Lettre à des amis de Madagascar

Résumé

La vie des familles pauvres en France, telle qu’elle est perçue par quelqu’un qui vient d’un pays du Sud. Premières impressions et réflexions.

Je vis maintenant en France depuis juillet 1999. J’y reçois de vos nouvelles. C’est vrai que dans notre pays la majorité des familles ont une vie très difficile, à cause de tout ce qui leur manque. Mais ce qui m’épate de plus en plus, c’est la force, le soutien, l’entraide, la solidarité entre tous pour ne laisser personne seul dans la souffrance et le désespoir. Je suis tellement fière de notre courage malgré notre pauvreté ! Aujourd’hui je voudrais vous faire part de ma découverte de la pauvreté en France.

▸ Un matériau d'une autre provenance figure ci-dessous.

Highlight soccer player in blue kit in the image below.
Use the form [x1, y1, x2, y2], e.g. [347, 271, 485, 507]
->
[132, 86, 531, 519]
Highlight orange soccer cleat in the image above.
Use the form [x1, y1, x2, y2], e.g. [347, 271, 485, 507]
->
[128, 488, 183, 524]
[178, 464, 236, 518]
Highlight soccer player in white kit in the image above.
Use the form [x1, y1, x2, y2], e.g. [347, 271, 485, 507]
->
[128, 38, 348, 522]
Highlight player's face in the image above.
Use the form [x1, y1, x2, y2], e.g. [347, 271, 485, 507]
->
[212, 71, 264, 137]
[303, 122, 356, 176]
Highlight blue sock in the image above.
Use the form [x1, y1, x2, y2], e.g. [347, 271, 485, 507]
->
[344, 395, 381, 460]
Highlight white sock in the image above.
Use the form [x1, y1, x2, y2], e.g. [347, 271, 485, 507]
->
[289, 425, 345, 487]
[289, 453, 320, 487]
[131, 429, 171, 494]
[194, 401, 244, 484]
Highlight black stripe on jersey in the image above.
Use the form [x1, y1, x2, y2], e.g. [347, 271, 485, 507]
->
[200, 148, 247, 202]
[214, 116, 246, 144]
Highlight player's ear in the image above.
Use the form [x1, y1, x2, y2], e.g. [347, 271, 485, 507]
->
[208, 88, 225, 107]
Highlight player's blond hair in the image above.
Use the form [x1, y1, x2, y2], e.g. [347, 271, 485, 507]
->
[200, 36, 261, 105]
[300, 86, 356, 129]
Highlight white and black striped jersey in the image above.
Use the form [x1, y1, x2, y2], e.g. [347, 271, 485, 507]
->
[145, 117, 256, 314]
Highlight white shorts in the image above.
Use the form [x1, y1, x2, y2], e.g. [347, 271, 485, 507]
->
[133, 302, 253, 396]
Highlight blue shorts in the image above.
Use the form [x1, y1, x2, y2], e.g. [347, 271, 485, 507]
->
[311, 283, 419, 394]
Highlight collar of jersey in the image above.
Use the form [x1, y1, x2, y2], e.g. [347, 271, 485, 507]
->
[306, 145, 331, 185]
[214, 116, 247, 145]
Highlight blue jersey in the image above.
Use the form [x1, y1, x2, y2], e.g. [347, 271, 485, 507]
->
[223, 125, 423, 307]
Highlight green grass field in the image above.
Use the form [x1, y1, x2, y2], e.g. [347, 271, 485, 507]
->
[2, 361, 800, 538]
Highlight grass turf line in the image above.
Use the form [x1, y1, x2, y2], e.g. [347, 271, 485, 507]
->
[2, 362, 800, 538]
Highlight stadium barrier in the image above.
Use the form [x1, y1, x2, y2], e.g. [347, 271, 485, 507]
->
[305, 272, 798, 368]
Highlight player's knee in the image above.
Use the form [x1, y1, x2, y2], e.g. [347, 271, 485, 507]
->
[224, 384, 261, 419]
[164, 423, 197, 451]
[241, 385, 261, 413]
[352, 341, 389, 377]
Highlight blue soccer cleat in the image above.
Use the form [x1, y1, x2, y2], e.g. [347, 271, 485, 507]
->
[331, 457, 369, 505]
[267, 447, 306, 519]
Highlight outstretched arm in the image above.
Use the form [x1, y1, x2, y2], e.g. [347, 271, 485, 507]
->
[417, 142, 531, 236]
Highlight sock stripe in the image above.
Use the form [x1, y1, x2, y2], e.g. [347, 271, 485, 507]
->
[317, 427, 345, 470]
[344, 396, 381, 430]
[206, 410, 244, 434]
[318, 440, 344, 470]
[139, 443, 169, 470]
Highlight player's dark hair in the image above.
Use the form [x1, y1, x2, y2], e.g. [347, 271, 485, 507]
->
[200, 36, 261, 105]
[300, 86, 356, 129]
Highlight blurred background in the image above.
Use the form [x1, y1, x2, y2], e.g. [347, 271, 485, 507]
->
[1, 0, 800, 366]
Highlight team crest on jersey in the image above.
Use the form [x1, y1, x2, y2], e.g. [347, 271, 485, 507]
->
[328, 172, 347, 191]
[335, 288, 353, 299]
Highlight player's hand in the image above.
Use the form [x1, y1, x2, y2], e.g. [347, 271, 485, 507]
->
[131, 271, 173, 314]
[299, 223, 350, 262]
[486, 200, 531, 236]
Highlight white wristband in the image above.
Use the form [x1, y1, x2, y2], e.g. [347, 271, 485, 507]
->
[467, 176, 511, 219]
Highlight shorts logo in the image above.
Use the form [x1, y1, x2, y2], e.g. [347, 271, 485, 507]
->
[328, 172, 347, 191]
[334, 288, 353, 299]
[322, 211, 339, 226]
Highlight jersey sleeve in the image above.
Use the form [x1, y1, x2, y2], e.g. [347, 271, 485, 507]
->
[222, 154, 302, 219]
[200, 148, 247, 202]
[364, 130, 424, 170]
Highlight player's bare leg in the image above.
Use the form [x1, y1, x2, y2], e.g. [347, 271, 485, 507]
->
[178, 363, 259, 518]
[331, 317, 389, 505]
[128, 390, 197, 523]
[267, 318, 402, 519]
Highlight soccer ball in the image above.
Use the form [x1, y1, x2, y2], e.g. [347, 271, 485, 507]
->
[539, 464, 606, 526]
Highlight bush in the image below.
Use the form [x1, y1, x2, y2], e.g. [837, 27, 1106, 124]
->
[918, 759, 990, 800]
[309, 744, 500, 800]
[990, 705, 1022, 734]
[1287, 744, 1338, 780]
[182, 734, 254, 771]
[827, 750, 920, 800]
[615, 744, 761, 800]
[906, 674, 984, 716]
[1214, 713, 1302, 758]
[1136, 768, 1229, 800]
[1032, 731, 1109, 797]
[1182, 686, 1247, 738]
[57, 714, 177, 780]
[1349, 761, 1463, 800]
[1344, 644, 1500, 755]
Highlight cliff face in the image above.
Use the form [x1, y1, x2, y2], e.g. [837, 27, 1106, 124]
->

Il y a quatre ans quand, pour la première fois, nous sommes allés ensemble en délégation à l’île de la Réunion, vous m’avez dit : « Sophie, les gens d’ici ne sont pas pauvres. Les enfants portent des chaussures. Plusieurs familles ont des voitures. Dans leurs maisons, il y a au moins une télévision, un frigidaire, un téléphone, une machine à laver… » Vous avez raison si on regarde seulement les biens matériels visibles.

A Rennes, en Bretagne, où je suis actuellement, j’ai eu du mal au début à reconnaître les familles dites pauvres. Certaines d’entre elles vivent ici comme un ministre chez nous. J’exagère peut-être, mais c’est la réalité. Ce n’est qu’en étant avec elles, lorsqu’elles commencent à parler de leur vie, que je réalise petit à petit que leur situation est vraiment difficile, avec toutes les pressions et les difficultés qu’elles rencontrent tous les jours. Les familles pauvres d’ici ont plus de confort mais beaucoup moins de liberté que celles de Madagascar.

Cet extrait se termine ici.